Au fil des Mini-Jeux, Mini-Events et Batailles, vous obtiendrez des pierres forces. Ces pierres permettent obtenir un bonus ou un malus pour vous ou un de vos adversaires. Quand il s'agit d'un malus infligé à vos adversaires, vous aurez à choisir votre victime sur la roulette. Un bonus peut être soit à retardement, soit applicable immédiatement.
Parmi les pouvoirs utilisables, citons celui de pouvoir choisir plusieurs cartes pour se déplacer, de bloquer des pouvoirs offensifs, d'obliger un joueur d'avancer de six cases pendant quelques tours, de bloquer une case, voire carrément de collecter la pierre précieuse.

Le menu pierre force, qui permet d'utiliser une ou plusieurs pierres dans le même tour. Vous ne pouvez qu'en avoir cinq en même temps.

Sonic Shuffle a une grande qualité : le jeu est vraiment beau. Utilisant le fameux Cel Shading de Jet Set Radio, sorti la même année que le jeu, les graphismes ont un côté cartoon assez mignons et plaisants à regarder. Les animations sont plutôt réussies (et bizarrement inspirées de Sonic Adventure) tandis que le décor est de bonne qualité et propose de sacrés effets visuels.
Le son, en revanche... La bande son est vraiment très bizarre. Elle est très hétéroclite : la plupart des musiques sont très bof, certaines sont géniales (Live on Walnuts, lamusique du Tutoriel) et il en a une qui est totalement barrée (Whispering Storm, la musique des mini-jeux de tag aux paroles en français !).

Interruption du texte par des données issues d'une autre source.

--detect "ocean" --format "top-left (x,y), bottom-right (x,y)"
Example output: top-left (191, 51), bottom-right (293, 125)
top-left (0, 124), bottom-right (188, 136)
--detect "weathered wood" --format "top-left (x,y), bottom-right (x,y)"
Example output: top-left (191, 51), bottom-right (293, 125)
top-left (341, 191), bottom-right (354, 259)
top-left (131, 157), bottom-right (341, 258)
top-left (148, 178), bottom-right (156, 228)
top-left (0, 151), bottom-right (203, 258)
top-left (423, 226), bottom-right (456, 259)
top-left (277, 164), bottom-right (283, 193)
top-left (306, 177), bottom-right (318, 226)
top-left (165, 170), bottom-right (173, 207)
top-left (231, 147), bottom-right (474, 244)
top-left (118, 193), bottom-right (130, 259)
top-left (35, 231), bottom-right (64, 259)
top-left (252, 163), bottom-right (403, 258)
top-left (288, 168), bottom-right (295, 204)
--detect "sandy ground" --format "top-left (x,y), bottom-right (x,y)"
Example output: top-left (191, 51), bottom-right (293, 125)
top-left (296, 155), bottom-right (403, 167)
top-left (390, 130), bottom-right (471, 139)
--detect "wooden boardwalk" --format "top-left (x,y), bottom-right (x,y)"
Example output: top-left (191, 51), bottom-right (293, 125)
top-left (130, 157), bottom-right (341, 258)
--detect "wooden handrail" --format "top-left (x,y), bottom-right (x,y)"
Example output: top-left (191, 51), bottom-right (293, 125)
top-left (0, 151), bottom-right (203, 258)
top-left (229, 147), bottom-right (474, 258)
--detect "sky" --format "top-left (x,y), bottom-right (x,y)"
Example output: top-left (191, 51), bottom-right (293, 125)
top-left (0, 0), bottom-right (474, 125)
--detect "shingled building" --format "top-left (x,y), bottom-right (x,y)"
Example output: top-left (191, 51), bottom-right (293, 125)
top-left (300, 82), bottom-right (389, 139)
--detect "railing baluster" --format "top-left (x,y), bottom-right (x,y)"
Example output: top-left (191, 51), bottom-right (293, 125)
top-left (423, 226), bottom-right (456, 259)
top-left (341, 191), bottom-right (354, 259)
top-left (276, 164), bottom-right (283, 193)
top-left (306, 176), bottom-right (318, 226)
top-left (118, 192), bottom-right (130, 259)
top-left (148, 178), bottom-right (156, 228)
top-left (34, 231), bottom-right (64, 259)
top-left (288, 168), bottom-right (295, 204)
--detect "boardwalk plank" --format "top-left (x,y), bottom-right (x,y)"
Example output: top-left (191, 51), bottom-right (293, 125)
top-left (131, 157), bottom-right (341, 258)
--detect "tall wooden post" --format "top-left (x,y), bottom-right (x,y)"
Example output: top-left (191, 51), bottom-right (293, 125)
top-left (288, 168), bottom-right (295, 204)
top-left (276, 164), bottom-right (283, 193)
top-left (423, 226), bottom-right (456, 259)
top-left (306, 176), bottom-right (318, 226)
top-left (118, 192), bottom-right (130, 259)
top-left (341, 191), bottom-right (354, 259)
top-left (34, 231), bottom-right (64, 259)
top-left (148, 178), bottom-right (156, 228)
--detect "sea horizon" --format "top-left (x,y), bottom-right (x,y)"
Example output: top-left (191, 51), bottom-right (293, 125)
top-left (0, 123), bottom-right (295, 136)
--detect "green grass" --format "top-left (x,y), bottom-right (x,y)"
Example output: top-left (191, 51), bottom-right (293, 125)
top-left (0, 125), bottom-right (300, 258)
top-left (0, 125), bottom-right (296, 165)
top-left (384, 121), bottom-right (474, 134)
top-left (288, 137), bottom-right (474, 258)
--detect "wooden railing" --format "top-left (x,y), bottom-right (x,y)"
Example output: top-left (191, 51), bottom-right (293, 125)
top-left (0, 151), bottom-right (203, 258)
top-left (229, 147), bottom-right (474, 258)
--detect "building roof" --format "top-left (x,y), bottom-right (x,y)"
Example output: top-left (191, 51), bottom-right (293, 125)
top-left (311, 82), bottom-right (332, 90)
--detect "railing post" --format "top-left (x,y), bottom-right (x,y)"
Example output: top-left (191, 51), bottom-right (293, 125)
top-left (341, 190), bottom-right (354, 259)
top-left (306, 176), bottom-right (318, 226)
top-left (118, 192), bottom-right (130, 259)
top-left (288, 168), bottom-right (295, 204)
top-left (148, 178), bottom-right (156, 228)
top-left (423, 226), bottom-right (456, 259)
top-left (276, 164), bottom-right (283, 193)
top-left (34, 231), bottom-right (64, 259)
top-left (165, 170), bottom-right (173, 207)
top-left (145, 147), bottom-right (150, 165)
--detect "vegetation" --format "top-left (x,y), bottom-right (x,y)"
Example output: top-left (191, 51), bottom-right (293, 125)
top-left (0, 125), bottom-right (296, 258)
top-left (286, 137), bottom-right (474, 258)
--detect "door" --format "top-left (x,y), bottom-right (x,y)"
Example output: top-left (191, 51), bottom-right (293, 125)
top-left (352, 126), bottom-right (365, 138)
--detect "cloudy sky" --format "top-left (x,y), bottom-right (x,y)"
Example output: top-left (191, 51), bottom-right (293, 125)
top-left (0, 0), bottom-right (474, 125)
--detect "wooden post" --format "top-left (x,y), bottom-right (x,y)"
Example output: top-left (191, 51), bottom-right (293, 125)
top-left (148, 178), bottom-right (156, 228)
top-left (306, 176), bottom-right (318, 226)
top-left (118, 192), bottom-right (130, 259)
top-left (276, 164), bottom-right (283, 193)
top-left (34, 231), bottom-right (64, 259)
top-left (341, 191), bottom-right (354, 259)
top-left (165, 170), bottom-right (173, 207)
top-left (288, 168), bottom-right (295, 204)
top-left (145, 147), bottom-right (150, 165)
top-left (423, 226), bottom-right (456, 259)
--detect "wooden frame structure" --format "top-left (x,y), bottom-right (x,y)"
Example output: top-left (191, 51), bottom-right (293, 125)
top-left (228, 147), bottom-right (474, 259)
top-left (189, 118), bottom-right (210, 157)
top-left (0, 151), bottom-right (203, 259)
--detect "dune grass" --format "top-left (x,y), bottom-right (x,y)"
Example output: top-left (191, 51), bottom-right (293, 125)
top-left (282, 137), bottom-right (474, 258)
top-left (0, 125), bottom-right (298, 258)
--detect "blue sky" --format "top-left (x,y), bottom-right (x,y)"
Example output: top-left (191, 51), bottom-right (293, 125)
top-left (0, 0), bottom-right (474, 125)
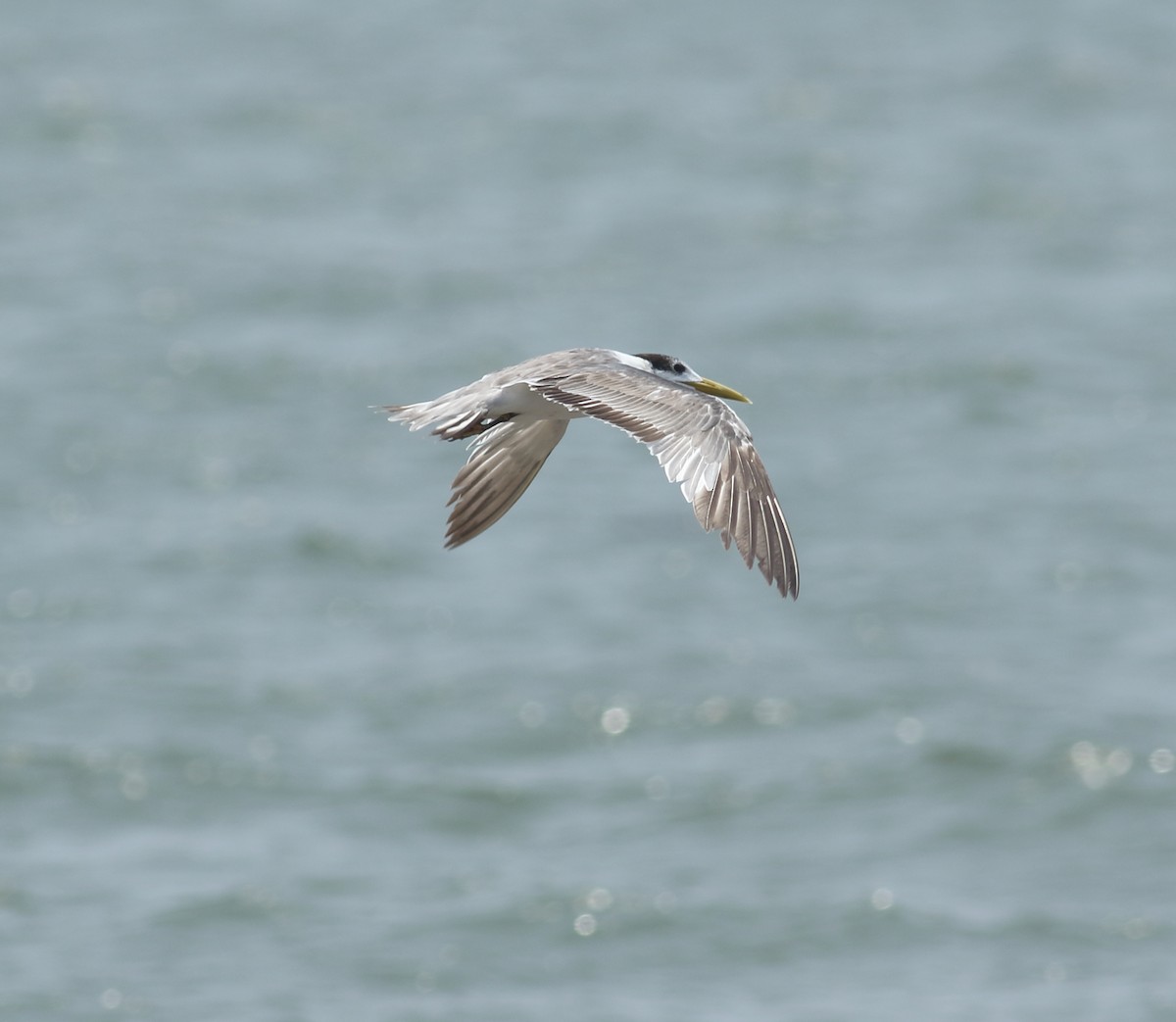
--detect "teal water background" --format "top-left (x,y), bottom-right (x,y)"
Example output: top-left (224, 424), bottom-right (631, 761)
top-left (7, 0), bottom-right (1176, 1022)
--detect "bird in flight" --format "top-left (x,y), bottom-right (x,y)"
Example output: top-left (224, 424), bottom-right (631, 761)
top-left (380, 348), bottom-right (800, 599)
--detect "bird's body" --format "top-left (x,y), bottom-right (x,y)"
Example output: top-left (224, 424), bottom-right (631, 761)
top-left (382, 348), bottom-right (799, 598)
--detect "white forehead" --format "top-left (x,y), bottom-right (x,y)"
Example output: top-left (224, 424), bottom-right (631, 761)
top-left (612, 352), bottom-right (649, 372)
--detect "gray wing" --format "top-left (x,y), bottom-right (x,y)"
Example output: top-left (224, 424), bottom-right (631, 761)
top-left (445, 418), bottom-right (568, 548)
top-left (531, 366), bottom-right (800, 599)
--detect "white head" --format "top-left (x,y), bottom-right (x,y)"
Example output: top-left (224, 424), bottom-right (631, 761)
top-left (628, 352), bottom-right (752, 405)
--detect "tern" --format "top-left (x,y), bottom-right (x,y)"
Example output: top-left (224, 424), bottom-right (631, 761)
top-left (378, 348), bottom-right (800, 599)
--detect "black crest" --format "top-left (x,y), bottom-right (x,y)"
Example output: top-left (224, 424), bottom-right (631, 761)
top-left (637, 352), bottom-right (686, 372)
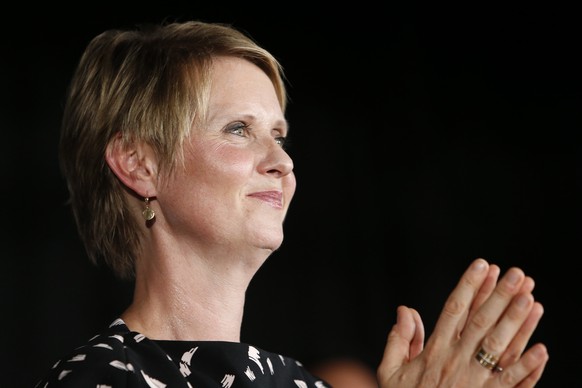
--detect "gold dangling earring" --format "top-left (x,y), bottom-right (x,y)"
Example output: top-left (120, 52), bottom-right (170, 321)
top-left (141, 197), bottom-right (156, 221)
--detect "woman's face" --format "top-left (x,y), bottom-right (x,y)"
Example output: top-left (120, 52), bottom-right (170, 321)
top-left (156, 57), bottom-right (296, 253)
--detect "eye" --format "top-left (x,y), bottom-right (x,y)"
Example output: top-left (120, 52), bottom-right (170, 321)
top-left (225, 122), bottom-right (249, 136)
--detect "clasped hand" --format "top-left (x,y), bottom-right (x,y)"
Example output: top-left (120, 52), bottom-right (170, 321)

Les graphismes de Sonic Shuffle sont le point fort du jeu, avec le Cel Shading qui rend bien sur les personnages.

En revanche, Sonic Shuffle souffre de plusieurs problèmes qui ont vite entâché le jeu : en premier lieu, les temps de chargement. Sonic Shuffle, c'est 15 à 20 secondes de temps de chargement à chaque événement, qui sont hyper nombreux, surtout quand on tombe sur des cases batailles où il y a deux chargements en tout pour 5 secondes de jeu. En revanche, allez savoir pourquoi, mais Demul (l'émulateur Dreamcast que j'utilise pour tester le jeu et prendre des screenshots) réduit considérablement les temps de chargement à 5 secondes. Bizarre !
En revanche, un truc que Demul ne règle pas, ce sont les mini-jeux. Ils sont anarchiques : malgré l'aide de Lumina pour nous expliquer le déroulement du jeu, les mini-jeux sont difficiles à piger. Certains ont des contrôles difficiles à appréhender, d'autres sont vraiment trop difficiles à réussir (argh, Wrong Way Climb !) mais d'autres sont trop faciles à réussir. Dans l'ensemble, les mini-jeux ne sont pas vraiment fun et surtout, ils ne déterminent qu'à la marge la victoire sur le plateau.

Shadow Tag, sans conteste le mini-jeu le plus rigolo. Imaginez une musique chelou avec une femme lançant un « C'est pas vrai » (en français dans le texte), l'IA qui fait n'importe quoi et Robotnik qui éclaire le tout... Hilarant !

Mais le truc le plus énervant, c'est sans conteste l'IA. Omnisciente, capable de tirer vos meilleures cartes en les utilisant très mal, choisissant le nombre exact lors des combats et souvent du mini-jeu, elle est très difficile à vaincre, et ce même en la paramétrant en facile.
En revanche, ça ne l'empêche pas de faire n'importe quoi : sur le plateau, elle va parfois dans des directions absurdes, dans les mini-jeux, elle fait parfois n'importe quoi et elle a tendance à piocher souvent la carte Eggman, même dans son propre jeu ! Malgré cela, le jeu solo est difficile, long et surtout, pas très palpitant.

L'IA est capable de faire des trucs qu'un humain serait incapable de faire comme, par exemple, tomber pile poil sur la valeur d'un monstre, plusieurs fois de suite.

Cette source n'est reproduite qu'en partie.